Determinism Guide#

Glitchlings are deterministic by design. Same seed + same input = same output, every time, on every machine. This matters because reproducible experiments are the foundation of trustworthy research—and because debugging non-deterministic corruption is a special kind of hell.

How Seeds Work#

Every glitchling owns a private random.Random instance. It never touches Python's global RNG state, so glitchlings don't interfere with each other or with your other code.

Individual Glitchlings#

Pass seed= on construction:

from glitchlings import Typogre

typo = Typogre(rate=0.1, seed=42)
typo("Hello world")  # Always the same output
typo("Hello world")  # Same again

Reset the RNG mid-run with reset_rng() if you need to replay:

typo.reset_rng()
typo("Hello world")  # Back to the original output

Gaggles#

Pass seed= to the Gaggle, and it derives per-glitchling seeds automatically:

from glitchlings import Gaggle, Typogre, Mim1c

gaggle = Gaggle([Typogre(rate=0.02), Mim1c(rate=0.01)], seed=404)

The derived seeds depend on:

The master seed you provide
Each glitchling's class name
The order of glitchlings in the roster

Roster Order Matters

Changing the order of glitchlings changes their derived seeds, even if the master seed stays the same.

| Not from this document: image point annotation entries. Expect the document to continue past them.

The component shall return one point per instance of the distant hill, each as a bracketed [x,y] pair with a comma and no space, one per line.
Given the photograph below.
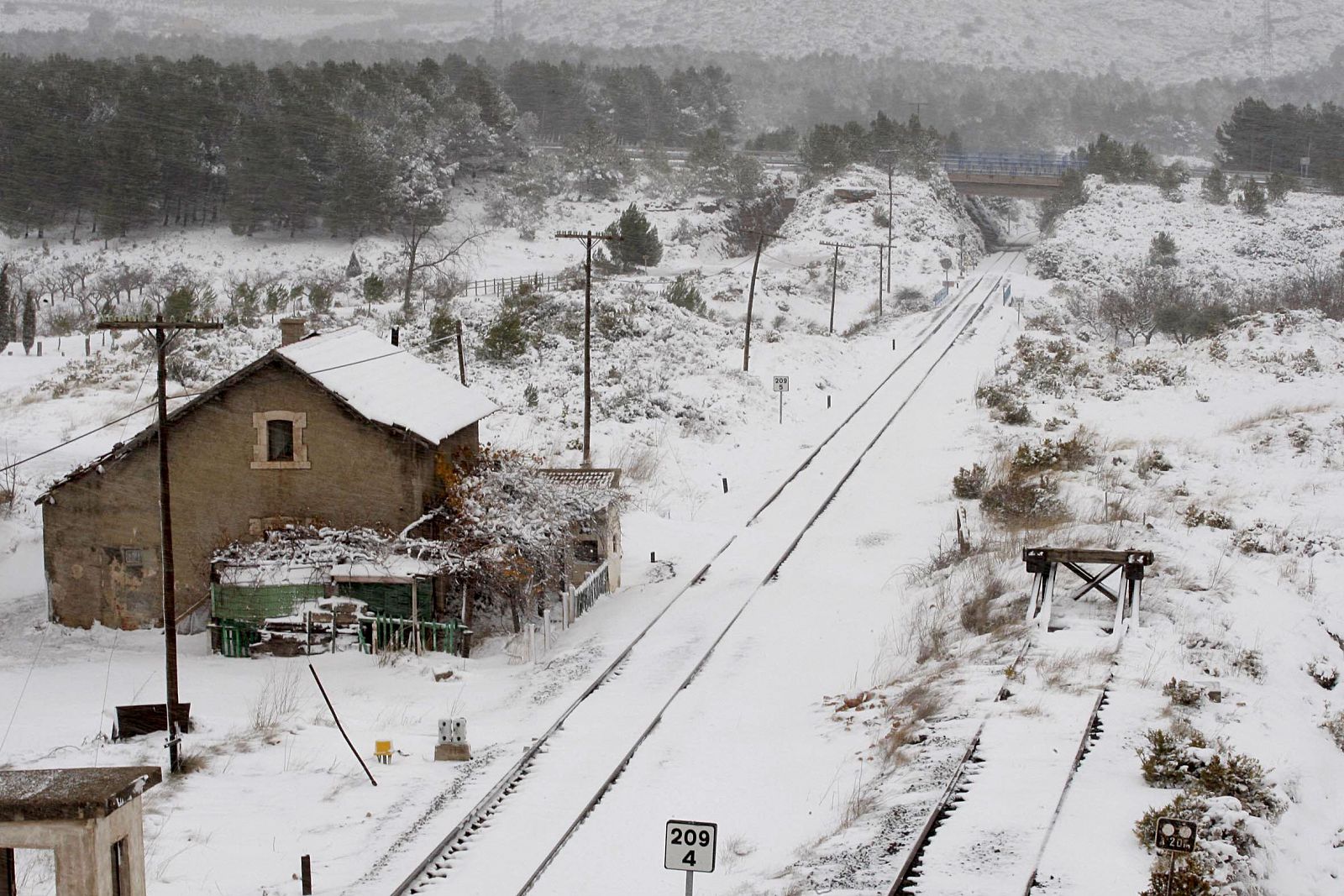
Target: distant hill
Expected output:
[1164,40]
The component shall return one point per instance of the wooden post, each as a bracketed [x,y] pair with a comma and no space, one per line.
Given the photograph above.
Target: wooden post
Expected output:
[835,275]
[340,727]
[882,249]
[746,344]
[8,873]
[461,358]
[1047,595]
[588,331]
[416,640]
[159,327]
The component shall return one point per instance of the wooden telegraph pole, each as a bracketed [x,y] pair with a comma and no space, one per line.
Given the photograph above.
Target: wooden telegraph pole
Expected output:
[835,273]
[160,328]
[589,238]
[461,358]
[880,248]
[891,170]
[746,345]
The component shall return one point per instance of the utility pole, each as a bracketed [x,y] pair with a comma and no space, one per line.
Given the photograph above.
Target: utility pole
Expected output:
[835,273]
[746,347]
[461,359]
[589,238]
[882,249]
[891,170]
[160,328]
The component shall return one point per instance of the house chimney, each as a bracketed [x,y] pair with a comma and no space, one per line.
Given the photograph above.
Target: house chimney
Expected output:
[291,329]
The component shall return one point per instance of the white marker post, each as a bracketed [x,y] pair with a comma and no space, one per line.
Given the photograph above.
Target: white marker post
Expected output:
[690,846]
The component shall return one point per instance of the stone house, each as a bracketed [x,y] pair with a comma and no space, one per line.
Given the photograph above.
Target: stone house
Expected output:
[339,430]
[595,540]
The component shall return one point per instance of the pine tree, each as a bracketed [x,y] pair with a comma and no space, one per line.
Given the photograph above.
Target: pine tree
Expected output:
[1215,187]
[1162,251]
[6,309]
[1253,197]
[640,244]
[1171,181]
[30,322]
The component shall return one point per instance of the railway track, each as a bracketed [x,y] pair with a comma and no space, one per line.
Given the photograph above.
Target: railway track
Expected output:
[922,875]
[598,730]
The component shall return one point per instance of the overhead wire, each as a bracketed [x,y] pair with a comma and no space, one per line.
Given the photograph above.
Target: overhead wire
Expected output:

If you need identical output, keep the roster order stable.

Attack Helper#

The Attack class follows the same pattern:

from glitchlings.attack import Attack
from glitchlings import Typogre

# Seed controls the internal Gaggle
attack = Attack([Typogre(rate=0.02)], seed=404)
result = attack.run("Hello world")  # Reproducible

If you pass an existing Gaggle or Glitchling, Attack clones it before applying the seed—so your original instance stays untouched.

Dataset Corruption#

Dataset wrappers inherit their Gaggle's seed:

from glitchlings import Gaggle, Typogre
from glitchlings.dlc.huggingface import GlitchedDataset

gaggle = Gaggle([Typogre(rate=0.02)], seed=404)
corrupted = gaggle.corrupt_dataset(dataset, columns=["text"])
# Reproducible across runs

Rust Pipeline#

Seeds are forwarded to the compiled Rust pipeline. Keep your master seed stable across runs, and both Python and Rust will produce identical output.

Common Pitfalls#

Unstable Ordering#

When sampling from a set or dictionary, Python's iteration order can vary. Always sort before sampling:

# BAD: order may vary
candidates = {word for word in text.split()}
selected = rng.sample(list(candidates), 3)

# GOOD: stable order
candidates = sorted(set(text.split()))
selected = rng.sample(candidates, 3)

Global RNG State#

Never use random.choice() or random.shuffle() directly. Always go through the glitchling's self.rng:

# BAD: touches global state
import random
selected = random.choice(options)

# GOOD: uses instance RNG
selected = self.rng.choice(options)

Floating-Point Comparisons#

If you're making decisions based on rate < threshold, remember that floating-point arithmetic isn't always exact. Stick to <= or < consistently.

External Data#

If your glitchling loads data from a file (like a homophone dictionary), sort the data on load. File system order can vary between machines.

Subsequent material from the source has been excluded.